Based on Ottessa Mosfegh’s 2015 novel of the same name (she helped adapt the screenplay, too), Eileen is set in the glum midwinter of 60s Massachusetts. Its quiet twentysomething protagonist is Eileen (Thomasin McKenzie, known for Debra Granik’s brilliant father-daughter drama Leave No Trace), who works as a secretary at a local prison. She lives with her verbally abusive alcoholic father (Shea Wigham, a brilliant character actor, particularly when he’s playing down-and-out macho men), but has a curious loyalty to him in spite of his frailties.
Anne Hathaway and Thomasin McKenzie in thriller Eileen (Photo: Universal)
It’s a ho-hum sort of existence, and the unformed Eileen – who in the novel presents as an increasingly unreliable narrator given to flights of fantasy – is bored and pent-up. And then: a new prison psychologist arrives in the form of Rebecca (Anne Hathaway in chic, sensuous Hitchcock blonde mode), a bright spot of intrigue and sex in the workplace. Whatever sociopathic tendencies Eileen is holding down by the throat are released from their chokehold.
Eileen and Rebecca soon make friends, developing a relationship that borders on the secretly amorous – Mackenzie is great at playing women who seem even younger than their years, and her spotlight-big eyes as she gazes at Hathaway reveal her desire to both be and possibly to have the older woman. But this isn’t simply a story of queer longing or repression: this is something more prickly, more envious, and ultimately more dangerous.
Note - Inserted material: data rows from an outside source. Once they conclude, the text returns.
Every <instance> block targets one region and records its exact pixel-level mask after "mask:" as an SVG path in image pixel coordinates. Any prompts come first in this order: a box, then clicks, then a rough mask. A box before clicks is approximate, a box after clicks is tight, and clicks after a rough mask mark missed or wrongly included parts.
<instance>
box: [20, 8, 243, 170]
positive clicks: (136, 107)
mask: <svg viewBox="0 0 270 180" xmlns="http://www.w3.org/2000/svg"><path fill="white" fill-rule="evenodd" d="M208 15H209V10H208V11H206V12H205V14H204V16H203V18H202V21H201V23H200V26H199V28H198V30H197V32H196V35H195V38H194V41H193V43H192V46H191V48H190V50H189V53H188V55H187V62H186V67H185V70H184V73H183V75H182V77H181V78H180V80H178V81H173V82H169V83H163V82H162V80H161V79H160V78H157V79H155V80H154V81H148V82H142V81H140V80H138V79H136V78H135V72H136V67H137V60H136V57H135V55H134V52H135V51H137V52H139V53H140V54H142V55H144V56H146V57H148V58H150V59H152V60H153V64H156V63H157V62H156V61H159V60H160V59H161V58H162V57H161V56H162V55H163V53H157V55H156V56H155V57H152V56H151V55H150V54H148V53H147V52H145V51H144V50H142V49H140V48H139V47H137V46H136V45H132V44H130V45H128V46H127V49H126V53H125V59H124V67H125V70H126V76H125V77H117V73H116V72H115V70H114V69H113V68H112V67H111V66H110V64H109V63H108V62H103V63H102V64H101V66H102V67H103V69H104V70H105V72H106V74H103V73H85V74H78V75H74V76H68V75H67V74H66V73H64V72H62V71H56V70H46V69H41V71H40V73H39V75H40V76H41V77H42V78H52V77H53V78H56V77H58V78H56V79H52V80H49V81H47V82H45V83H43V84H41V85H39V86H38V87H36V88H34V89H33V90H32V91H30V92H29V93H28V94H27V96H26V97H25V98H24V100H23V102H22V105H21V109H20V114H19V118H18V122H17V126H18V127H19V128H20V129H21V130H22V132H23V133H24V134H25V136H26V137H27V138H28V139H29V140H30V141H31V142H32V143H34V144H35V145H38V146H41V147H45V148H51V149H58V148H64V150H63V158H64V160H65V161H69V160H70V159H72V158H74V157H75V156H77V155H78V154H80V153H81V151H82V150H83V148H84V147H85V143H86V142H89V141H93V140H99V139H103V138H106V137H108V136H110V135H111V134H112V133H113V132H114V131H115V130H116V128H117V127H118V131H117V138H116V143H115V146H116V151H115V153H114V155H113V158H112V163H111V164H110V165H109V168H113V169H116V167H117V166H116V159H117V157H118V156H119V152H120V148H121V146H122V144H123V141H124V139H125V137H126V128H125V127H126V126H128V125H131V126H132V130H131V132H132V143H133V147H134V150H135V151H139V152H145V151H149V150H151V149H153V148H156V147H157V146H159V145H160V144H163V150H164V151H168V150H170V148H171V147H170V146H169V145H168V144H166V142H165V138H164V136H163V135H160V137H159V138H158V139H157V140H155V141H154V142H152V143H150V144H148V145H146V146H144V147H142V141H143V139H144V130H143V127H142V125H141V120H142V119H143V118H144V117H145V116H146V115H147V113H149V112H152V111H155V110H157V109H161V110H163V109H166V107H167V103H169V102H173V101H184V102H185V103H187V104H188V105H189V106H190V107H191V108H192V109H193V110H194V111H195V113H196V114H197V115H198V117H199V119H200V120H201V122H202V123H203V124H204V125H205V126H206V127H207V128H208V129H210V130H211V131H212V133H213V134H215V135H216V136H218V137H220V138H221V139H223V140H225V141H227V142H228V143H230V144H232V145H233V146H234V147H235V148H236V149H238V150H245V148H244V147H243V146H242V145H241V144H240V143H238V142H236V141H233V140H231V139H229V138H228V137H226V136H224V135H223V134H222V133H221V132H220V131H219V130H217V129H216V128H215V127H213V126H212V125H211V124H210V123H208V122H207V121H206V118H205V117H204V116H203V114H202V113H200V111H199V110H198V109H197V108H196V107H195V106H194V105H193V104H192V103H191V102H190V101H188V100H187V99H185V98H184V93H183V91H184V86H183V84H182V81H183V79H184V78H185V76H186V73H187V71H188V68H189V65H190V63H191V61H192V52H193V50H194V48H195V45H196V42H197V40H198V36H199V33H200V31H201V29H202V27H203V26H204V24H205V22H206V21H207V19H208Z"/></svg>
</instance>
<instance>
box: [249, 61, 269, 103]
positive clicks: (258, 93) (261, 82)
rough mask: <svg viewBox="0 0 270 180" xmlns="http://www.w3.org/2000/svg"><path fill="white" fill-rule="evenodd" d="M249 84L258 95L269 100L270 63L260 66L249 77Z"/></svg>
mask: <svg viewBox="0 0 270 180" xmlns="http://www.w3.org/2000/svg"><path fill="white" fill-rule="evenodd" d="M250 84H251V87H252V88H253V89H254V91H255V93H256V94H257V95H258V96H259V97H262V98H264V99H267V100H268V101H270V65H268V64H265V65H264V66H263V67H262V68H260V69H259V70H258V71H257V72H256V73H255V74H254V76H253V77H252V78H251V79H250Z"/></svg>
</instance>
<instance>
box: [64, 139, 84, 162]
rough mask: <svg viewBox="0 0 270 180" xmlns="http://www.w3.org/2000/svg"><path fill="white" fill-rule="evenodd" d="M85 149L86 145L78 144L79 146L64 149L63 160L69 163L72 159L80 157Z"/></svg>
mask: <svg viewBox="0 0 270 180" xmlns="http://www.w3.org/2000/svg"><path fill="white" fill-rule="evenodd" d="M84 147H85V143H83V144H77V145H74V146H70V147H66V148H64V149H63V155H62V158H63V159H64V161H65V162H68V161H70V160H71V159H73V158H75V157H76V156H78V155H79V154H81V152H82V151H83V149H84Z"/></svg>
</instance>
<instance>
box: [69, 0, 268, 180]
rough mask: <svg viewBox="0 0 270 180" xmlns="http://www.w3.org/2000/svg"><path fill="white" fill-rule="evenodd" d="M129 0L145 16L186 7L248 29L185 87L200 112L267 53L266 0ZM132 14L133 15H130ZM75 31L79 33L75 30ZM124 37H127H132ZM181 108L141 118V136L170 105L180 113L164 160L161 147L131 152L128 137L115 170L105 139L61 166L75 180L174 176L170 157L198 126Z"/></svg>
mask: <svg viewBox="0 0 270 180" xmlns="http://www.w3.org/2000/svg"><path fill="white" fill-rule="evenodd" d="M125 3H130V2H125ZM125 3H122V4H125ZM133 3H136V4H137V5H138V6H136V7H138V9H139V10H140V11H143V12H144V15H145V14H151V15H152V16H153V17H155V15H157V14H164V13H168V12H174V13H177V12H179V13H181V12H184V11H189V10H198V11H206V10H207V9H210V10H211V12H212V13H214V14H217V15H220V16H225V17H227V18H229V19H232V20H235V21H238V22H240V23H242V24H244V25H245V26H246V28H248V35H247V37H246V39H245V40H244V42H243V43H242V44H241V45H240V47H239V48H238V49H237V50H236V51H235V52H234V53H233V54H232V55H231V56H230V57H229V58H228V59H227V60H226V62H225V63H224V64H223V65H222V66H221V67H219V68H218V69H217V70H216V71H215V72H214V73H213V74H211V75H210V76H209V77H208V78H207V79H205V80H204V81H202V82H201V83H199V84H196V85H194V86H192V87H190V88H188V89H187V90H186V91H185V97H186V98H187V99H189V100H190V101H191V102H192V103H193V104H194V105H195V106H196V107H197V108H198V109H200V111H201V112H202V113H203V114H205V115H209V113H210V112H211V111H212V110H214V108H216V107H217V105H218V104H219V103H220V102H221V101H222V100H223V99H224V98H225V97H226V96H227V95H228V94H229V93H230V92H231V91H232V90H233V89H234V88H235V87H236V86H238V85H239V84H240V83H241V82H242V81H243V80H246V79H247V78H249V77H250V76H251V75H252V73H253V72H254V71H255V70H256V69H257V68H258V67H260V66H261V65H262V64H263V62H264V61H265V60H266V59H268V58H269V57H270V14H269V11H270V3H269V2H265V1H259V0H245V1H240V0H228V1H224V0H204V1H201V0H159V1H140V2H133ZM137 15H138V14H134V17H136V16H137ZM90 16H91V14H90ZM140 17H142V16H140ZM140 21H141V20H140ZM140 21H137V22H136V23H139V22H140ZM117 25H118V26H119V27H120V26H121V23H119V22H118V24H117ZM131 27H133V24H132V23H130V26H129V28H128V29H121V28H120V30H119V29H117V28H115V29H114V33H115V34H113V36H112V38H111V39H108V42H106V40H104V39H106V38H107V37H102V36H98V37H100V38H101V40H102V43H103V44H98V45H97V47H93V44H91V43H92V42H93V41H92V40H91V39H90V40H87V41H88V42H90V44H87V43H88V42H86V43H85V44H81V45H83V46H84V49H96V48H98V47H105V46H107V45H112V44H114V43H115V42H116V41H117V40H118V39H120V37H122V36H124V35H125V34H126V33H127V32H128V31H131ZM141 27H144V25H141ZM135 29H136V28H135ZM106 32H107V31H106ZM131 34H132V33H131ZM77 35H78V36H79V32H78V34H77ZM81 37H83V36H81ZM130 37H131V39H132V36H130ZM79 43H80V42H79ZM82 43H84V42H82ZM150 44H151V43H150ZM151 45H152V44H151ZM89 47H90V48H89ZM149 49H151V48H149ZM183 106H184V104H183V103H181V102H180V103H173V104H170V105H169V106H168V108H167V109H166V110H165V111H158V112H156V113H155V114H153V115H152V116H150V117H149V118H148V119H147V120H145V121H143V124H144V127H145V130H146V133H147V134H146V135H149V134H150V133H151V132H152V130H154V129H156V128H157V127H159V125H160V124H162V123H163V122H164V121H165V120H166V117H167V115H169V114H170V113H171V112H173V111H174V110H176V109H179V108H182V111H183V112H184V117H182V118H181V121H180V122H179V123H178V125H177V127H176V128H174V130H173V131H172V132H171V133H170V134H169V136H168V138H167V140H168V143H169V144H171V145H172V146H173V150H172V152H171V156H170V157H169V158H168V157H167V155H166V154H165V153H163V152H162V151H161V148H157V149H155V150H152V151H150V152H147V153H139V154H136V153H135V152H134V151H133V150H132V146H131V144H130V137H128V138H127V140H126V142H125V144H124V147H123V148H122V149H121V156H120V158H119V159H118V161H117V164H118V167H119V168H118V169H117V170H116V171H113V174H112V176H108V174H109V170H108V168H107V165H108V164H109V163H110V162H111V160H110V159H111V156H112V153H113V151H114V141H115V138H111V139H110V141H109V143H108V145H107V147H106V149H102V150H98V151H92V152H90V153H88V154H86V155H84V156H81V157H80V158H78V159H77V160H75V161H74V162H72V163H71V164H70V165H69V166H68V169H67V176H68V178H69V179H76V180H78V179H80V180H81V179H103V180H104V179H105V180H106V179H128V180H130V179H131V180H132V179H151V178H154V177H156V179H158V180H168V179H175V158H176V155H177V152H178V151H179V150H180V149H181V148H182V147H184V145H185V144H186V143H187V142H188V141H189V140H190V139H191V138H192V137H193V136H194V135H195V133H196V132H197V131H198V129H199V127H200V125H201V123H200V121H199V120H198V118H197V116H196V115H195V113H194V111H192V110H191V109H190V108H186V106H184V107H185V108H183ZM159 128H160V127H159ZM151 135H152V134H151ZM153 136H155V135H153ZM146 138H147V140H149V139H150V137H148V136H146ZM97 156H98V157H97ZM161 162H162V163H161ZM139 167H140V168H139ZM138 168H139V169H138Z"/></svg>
Rebecca is not what she seems, and her tendency to leave a trail of devastation in her wake becomes clear to Eileen even as she continues to allow herself to be drawn into a web by this woman’s magnetic force. Filmed with visual restraint and gorgeous period accuracy for its clothing and manners, Eileen has a sinuous, absorbing rhythm until Oldroyd pokes holes through it with moments of shocking violence and criminal misdeeds.
Twisty and unpredictable, it is another entry into Oldroyd’s catalogue of feminine obsession and madness; he is a genuinely talented filmmaker, and I can’t wait to see what he does next.